For some reason, the title of this post put me in mind of BK, shorthand, of course, for Burger King. Burger King, Ronald McDonald, Burger Chef and Jeff (remember them?). Are burgers always masculine? For that matter, are all sandwiches--a patrimonial lineage from the Earl of Sandwich down through Dagwood Bumstead to the present day?

There's the Pastrami Queen on the Upper East Side but that's a transplant of the old Pastrami King on Queens Boulevard. New Orleans has its Po' Boy, long and narrow, but also the Muffalleta (N.B. characteristic feminine -a ending), which is round, and often served in fourths, thus triangles--full of ribald possibilities...  Hmmm. A doctoral thesis is calling out here, and a tasty one at that.
New Orleans Muffalleta

Monday, July 4, 2011

The Low Line

Your intrepid reporter missed this one.  Comes as a reminder that there is a whole world under the BQE to explore. And some forward thinkers in Brooklyn (where else?) have been doing just that, brainstorming possible uses for the vasty public(!) space under the BQE. They even brought in the Space Buster (below), a sort of R. Buckminster Fuller-by-way-of-Rube Goldberg contraption to encourage creative thinking.

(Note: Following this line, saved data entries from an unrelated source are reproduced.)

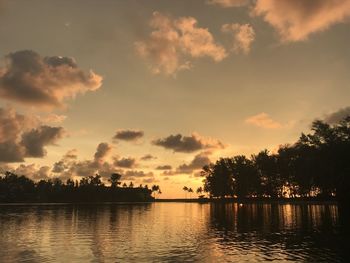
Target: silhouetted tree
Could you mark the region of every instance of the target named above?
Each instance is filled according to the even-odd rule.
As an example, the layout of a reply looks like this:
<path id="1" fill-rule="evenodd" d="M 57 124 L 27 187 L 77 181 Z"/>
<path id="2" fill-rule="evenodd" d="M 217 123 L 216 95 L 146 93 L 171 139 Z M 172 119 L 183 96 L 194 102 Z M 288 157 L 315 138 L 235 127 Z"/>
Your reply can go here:
<path id="1" fill-rule="evenodd" d="M 152 185 L 151 191 L 154 193 L 154 198 L 156 198 L 156 193 L 161 194 L 159 185 Z"/>
<path id="2" fill-rule="evenodd" d="M 111 177 L 109 178 L 109 182 L 111 183 L 112 188 L 116 188 L 121 184 L 120 182 L 121 177 L 122 177 L 121 174 L 118 174 L 118 173 L 111 174 Z"/>
<path id="3" fill-rule="evenodd" d="M 201 195 L 203 193 L 203 188 L 200 186 L 197 188 L 196 193 Z"/>
<path id="4" fill-rule="evenodd" d="M 187 187 L 187 186 L 184 186 L 184 187 L 182 188 L 182 190 L 185 191 L 185 199 L 187 199 L 188 187 Z"/>
<path id="5" fill-rule="evenodd" d="M 111 175 L 111 186 L 106 187 L 100 175 L 83 177 L 80 184 L 59 178 L 34 182 L 11 172 L 0 175 L 1 202 L 100 202 L 149 201 L 152 191 L 143 187 L 118 188 L 120 176 Z M 126 186 L 126 185 L 125 185 Z M 157 186 L 158 193 L 161 193 Z"/>
<path id="6" fill-rule="evenodd" d="M 263 196 L 280 197 L 283 183 L 278 172 L 277 157 L 264 150 L 253 155 L 252 158 L 261 181 L 259 192 Z"/>
<path id="7" fill-rule="evenodd" d="M 221 158 L 202 168 L 211 197 L 337 197 L 350 200 L 350 116 L 330 125 L 312 123 L 293 145 L 277 154 Z M 184 188 L 185 190 L 185 188 Z"/>
<path id="8" fill-rule="evenodd" d="M 260 194 L 260 178 L 254 162 L 243 155 L 228 159 L 226 164 L 232 171 L 234 194 L 239 198 L 257 196 Z"/>
<path id="9" fill-rule="evenodd" d="M 191 195 L 192 195 L 192 193 L 193 193 L 193 189 L 190 187 L 190 188 L 188 188 L 188 193 L 190 194 L 190 199 L 191 199 Z"/>
<path id="10" fill-rule="evenodd" d="M 215 165 L 210 164 L 203 167 L 201 175 L 205 176 L 204 191 L 210 196 L 224 198 L 233 196 L 234 180 L 228 159 L 221 158 Z"/>

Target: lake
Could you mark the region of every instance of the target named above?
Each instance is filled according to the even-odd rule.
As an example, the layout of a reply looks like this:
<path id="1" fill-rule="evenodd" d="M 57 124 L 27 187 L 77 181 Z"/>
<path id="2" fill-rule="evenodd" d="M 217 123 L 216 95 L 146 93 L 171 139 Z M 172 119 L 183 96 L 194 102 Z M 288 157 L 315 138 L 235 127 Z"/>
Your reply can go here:
<path id="1" fill-rule="evenodd" d="M 0 262 L 350 262 L 332 204 L 0 205 Z"/>

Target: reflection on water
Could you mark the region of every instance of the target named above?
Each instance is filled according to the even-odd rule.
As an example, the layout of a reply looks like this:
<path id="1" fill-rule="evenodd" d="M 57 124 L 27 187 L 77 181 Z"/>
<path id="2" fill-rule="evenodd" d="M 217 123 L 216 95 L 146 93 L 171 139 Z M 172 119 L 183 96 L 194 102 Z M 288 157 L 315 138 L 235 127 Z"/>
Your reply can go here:
<path id="1" fill-rule="evenodd" d="M 0 206 L 0 262 L 346 262 L 347 241 L 336 205 Z"/>

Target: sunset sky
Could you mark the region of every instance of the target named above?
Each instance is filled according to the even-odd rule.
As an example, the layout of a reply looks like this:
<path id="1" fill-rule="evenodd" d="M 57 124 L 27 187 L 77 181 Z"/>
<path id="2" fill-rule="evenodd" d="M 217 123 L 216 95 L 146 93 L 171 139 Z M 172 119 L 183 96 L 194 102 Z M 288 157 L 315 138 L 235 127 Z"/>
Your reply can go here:
<path id="1" fill-rule="evenodd" d="M 0 166 L 184 197 L 349 114 L 349 43 L 350 0 L 0 0 Z"/>

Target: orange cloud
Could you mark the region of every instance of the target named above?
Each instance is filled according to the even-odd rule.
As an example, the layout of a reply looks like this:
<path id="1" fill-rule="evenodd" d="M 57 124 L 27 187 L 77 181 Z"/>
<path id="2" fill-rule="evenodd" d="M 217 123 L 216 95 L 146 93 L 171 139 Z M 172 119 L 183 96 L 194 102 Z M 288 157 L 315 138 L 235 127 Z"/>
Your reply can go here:
<path id="1" fill-rule="evenodd" d="M 295 42 L 349 21 L 350 0 L 257 0 L 252 14 L 273 26 L 282 42 Z"/>
<path id="2" fill-rule="evenodd" d="M 249 0 L 208 0 L 209 5 L 218 5 L 224 8 L 239 7 L 249 4 Z"/>
<path id="3" fill-rule="evenodd" d="M 248 54 L 255 40 L 255 31 L 250 24 L 224 24 L 221 31 L 233 35 L 231 50 L 235 53 Z"/>
<path id="4" fill-rule="evenodd" d="M 32 50 L 6 56 L 0 68 L 0 97 L 46 109 L 62 108 L 67 98 L 101 87 L 102 77 L 78 68 L 69 57 L 41 57 Z"/>
<path id="5" fill-rule="evenodd" d="M 35 116 L 0 108 L 0 162 L 23 162 L 27 157 L 44 157 L 46 146 L 65 135 L 62 127 L 42 125 Z"/>
<path id="6" fill-rule="evenodd" d="M 207 28 L 197 26 L 193 17 L 172 19 L 154 12 L 148 39 L 135 43 L 138 55 L 150 63 L 153 73 L 174 75 L 190 69 L 193 58 L 210 57 L 218 62 L 227 56 Z"/>
<path id="7" fill-rule="evenodd" d="M 281 123 L 271 119 L 271 117 L 264 112 L 247 118 L 245 123 L 264 129 L 279 129 L 283 127 Z"/>
<path id="8" fill-rule="evenodd" d="M 45 123 L 61 123 L 67 118 L 67 116 L 51 113 L 46 116 L 38 116 L 38 118 Z"/>

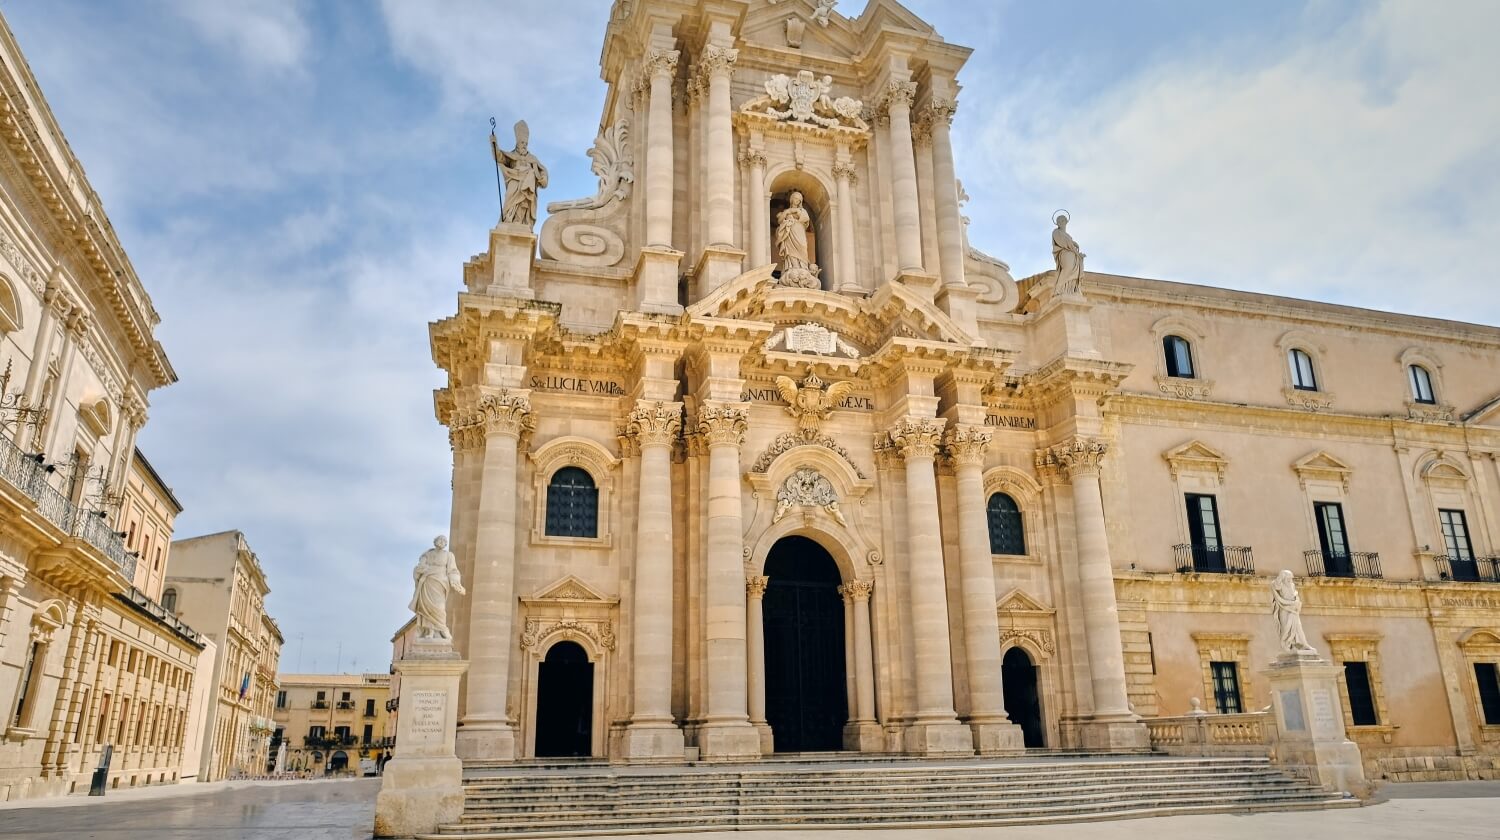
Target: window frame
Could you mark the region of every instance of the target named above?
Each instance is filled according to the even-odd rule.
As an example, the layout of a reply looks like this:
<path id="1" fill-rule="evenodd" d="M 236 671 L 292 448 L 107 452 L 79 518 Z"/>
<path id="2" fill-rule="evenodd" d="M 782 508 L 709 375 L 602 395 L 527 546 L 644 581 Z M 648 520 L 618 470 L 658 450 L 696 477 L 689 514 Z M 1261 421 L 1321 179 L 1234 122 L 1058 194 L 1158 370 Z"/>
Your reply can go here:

The most popular potential use seems to be community garden space. I'd like to see a kind of boardwalk stretching for miles--or at least many blocks--with art, cafes, and beer gardens.  It might be a bit loud but just imagine the views of the city from ground level!

Bring on the trolls!

Saturday, July 2, 2011

Kosmopolitan

First the arrow. I thought it was a skinny nail or small spike when I first saw it on the platform at 82nd St. It seemed to point towards my apartment. Or not exactly my apartment. Slightly to the right. The Unisphere? The Iron Triangle? When I picked it up I discovered it was a plastic twizzle stick, somewhat gnarly. But how did it get there? 
Next the capsule. Lodged in a seam in the cement about two and a half feet away. Almost but not quite perpendicular to the arrow. Pointing, in a roundish way, towards Elmhurst Hospital--or Rikers Island? How long had it been there? What did it have to do with the arrow?

The train arrived. I got on. The conductor announced the next station: "Now arriving 74th Street. Manhattan-bound 3 train. Next stop 69th Street. Stand clear of the closing doors." I looked up at the other passengers. No one seemed to notice anything astray. At 69th Street, it was back to being a 7 train. 

No. Yes. Something was definitely up.

(Pretty much a straight-up rip-off of Cosmos (Kosmos, po polsku), my favorite of the novels of Polish genius Witold Gombrowicz. Beach reading for the paranoic!)